Este processo custará ao município entre 1 e 1,5 milhões de euros, embora parte do montante seja ressarcido pelo programa Porta de Entrada. Por agora, este programa terá a duração de 36 meses, esperando que no final desse período estejam concluídas as 95 casas que a câmara quer construir para realojar estas pessoas e mais uma parte do bairro.
Amnistia Internacional está a acompanhar o processo
Este processo tem sido criticado por alguns moradores que se queixam de não terem sido incluídos no processo de realojamento, apesar de viverem junto à vala. Mas, entre os que foram identificados, houve também queixas relativas à gestão de toda esta situação por parte do município.
No início do mês, o PÚBLICO deu conta das preocupações de alguns munícipes, que temiam ter de sair do concelho de Almada, colocar os filhos noutras escolas, desfazer laços e ter criar novas raízes num local novo que, supostamente, ocuparão apenas por três anos. Queixavam-se ainda de pouco apoio por parte do município e de informações confusas.

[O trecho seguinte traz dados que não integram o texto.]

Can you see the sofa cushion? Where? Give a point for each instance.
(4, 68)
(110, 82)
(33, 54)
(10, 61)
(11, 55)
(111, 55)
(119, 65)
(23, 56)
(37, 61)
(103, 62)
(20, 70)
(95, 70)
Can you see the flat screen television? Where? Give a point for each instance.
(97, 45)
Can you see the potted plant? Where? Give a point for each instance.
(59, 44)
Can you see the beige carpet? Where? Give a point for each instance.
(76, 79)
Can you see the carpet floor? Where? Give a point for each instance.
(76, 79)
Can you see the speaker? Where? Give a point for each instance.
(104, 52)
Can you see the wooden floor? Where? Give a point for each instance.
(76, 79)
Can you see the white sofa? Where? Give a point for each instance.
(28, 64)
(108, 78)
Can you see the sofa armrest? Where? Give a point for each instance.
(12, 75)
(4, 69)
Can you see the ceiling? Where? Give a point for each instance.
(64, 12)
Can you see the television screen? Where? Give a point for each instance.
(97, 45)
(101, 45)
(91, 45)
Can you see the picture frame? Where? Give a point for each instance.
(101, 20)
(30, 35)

A câmara, contudo, refuta essas críticas. “Não é verdade que a câmara não tem estado no bairro. Este processo foi comunicado e negociado com os moradores”, disse Filipe Pacheco.
A Amnistia Internacional - Portugal tem também estado a acompanhar o processo de realojamento destas famílias. Num comunicado enviado ao PÚBLICO, esta organização salienta que, para as famílias visadas, é “fundamental estar garantida uma casa provisória, que cumpra os padrões internacionais de adequação, antes da data de demolição da casa actual, de forma que não se verifiquem desalojamentos forçados”.
“Só assim estará protegido o direito à habitação adequada, consagrado em vários tratados de direitos humanos regionais e internacionais, por forma a que as famílias possam viver em segurança, paz e dignidade”, continua a organização, que garante continuar a acompanhar as famílias para garantir que o município garante o “respeito pelos direitos humanos destas pessoas” no realojamento.
O director executivo da Amnistia Internacional – Portugal, Pedro A. Neto, nota ainda que, apesar a situação precária e de incumprimento, “muitas destas famílias trabalham a tempo inteiro servindo a sociedade de que todos fazemos parte, mas mesmo assim não conseguem sair da situação de pobreza em que vivem”.